Hi, I'm
I like to build things
in real life and in code
As an engineer I build tools that will help us to one day crack the neural code.
Using light to read and write neural activity
By combining digital holography, multi-photon optics and genetic engineering we developed a method that allows neuroscientists to precisely stimulate individual neurons while recording the activity of hundreds of others.
Closed-loop all-optical BMI
We implemented fundamental BMI functions by incorporating real-time image processing. This closes the loop between reading activity and deciding what to stimulate, allowing experimenters to automatically perturb circuits based on real-time activity patterns.
We're currently working on a comprehensive guide and trouble-shooting resource for anyone wanting to perform their own all-optical neural circuit interrogations.
As a scientist I use those tools to directly test theories of brain function.
The minimum detectable amount of brain activity
By stimulating different numbers of neurons we asked how salient can cortical activity be, and how susceptible to noise is it? We showed that the psychometric function for detection of cortical activity is sensitive, steep and plastic.
Functional connectivity of local brain circuits
By selectively activating specific groups of neurons, that can be close or far apart, similarly tuned or not, we can begin to unravel how brain circuits encode and transform information. We have shown in visual cortex that some neurons can activate other neurons similar to them, but the net influence of a given neuron on the local network is suppression, following a centre surround motif.
Mesoscale connectivity mapping
Through upgrading the imaging and stimulation optics we opened up much larger volumes of cortex for interrogation, allowing perturbation and observation across millimetres of brain tissue. We investigated how activity propagates across cortical areas, testing both feedback and feedforward pathways between primary and higher visual areas.
Manipulating memory guided navigation
Neurons in the deep brain region of the hippocampus (area CA1) are thought to be vital for enabling memory-guided navigation through physical space. We directly test this long-standing hypothesis by using our all-optical method to stimulate specific ensembles of neurons during virtual reality navigation.
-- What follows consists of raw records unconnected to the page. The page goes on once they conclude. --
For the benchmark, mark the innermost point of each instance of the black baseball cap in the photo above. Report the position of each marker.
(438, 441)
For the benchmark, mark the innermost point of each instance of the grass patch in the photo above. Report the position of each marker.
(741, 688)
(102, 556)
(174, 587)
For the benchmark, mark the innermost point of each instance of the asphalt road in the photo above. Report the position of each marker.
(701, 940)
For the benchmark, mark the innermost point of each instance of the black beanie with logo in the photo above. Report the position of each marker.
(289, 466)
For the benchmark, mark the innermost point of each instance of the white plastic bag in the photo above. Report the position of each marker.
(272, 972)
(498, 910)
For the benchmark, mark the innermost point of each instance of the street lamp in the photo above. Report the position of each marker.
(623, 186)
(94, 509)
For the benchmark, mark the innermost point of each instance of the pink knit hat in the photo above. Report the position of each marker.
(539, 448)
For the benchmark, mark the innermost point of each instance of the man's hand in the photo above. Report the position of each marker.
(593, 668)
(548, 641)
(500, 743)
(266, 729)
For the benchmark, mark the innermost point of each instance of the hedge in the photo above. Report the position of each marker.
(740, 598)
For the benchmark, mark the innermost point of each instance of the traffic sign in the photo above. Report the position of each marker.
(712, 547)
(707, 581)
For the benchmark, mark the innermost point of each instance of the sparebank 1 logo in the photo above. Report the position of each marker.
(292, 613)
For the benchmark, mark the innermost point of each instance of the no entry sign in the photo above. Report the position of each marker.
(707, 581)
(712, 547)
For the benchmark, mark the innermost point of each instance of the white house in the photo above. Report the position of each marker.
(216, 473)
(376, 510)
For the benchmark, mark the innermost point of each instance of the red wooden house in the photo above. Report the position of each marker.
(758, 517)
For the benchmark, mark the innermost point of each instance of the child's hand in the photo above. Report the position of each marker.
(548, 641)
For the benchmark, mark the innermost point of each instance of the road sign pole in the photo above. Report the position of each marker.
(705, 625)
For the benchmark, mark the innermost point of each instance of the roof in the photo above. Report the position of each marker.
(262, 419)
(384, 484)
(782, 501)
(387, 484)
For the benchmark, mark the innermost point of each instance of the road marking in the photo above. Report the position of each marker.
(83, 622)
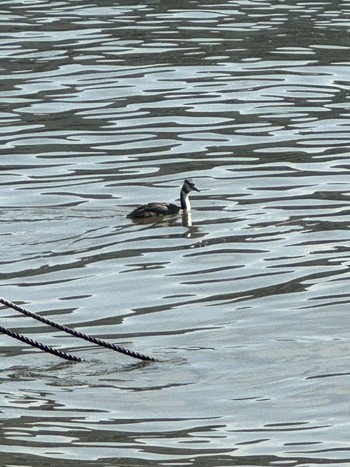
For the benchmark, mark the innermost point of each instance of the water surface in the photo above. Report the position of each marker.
(108, 105)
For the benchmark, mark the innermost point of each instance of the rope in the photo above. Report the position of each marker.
(79, 334)
(39, 345)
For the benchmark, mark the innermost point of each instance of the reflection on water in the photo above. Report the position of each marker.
(244, 300)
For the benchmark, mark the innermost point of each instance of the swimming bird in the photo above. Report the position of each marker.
(166, 209)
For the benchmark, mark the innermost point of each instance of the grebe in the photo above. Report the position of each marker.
(166, 209)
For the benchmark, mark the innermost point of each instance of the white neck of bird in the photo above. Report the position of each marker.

Attractor dynamics of CA3 and CA1
Pattern completion and pattern seperation are two algorithms thought to be implemented in the brain (hippocampus). How information undergoes such transformations between downstream (CA3) and upstream (CA1) areas is little understood. We explore this by performing simultaneous 3D imaging of both areas while parametrically manipulating the virtual environment through which subjects navigate.
Neural control
As a software and hardware engineer I build custom systems to enable other scientists to perform technically challenging experiments with ease.
Comprehensive software to allow non-expert scientists to use holographic stimulation to probe neural circuits. The interface allows the user to select and group neurons by anatomy or function and then produce all required files for the sub-systems including SLM phase masks, microscope galvo and power control, and external triggers. Making 3D all-optical experiments a one-stop process.
Calibration Suite
Protocols to align two laser sources ensuring micron-level accuracy at the sample plane. Co-registers 3D point clouds in 'SLM space' with 'imaging space' allowing the accurate targeting of individual neurons in a 3D volume. Also equalises laser power distribution ensuring consistent activation.
I'm working with leading microscope companies to disseminate our custom software - easy to use interfaces atop complex calibration and device communication layers - enabling even more scientists to use our multi-laser, multi-photon method to read and write neural activity.
To automate and multiplex psychophysical experiments for high-throughput results I design and build flexible, low-cost and open-source platforms.
Open-source, low-cost and high-performance software and hardware to enable high-throughput and parallelised psychophysical experiments. A Python GUI customises the configuration of an Arduino microcontroller to synchronise the delivery of visual, auditory and somatosensory stimuli while monitoring participant responses and triggering external devices accordingly.
Miniature VR
VR systems to study the neural basis of navigation are typically bulky and cumbersome. We radically miniaturised a low-cost but highly effective solution, freeing applications from spatial constraints, enabling compatibility with a much wider range of imaging systems.
I'm available for freelance contract work on projects including app building and data analysis. If you'd like to work with me, get in touch.
Smart home utilities
I'm working with a South African start-up to rapidly develop a cross-platform mobile app that bidirectionally interfaces with their API to display real-time and archived utilities data (water and electricity) as well as turning off the supplies. I collaborated with a UX/UI designer to turn a wireframe into a fully-functioning prototype. Tools used: React Native and JavaScript.
Virtual therapy
As a proof on concept we developed a wireframe VR application to potentially open up psychological therapy to a wider audience. Tools used: Unity and the Google Cardboard SDK.
Passion project
In my spare time I've restored my classic car. I've cut and welded the body back to new, rebuilt the engine and rewired the electrics to bring it back to life.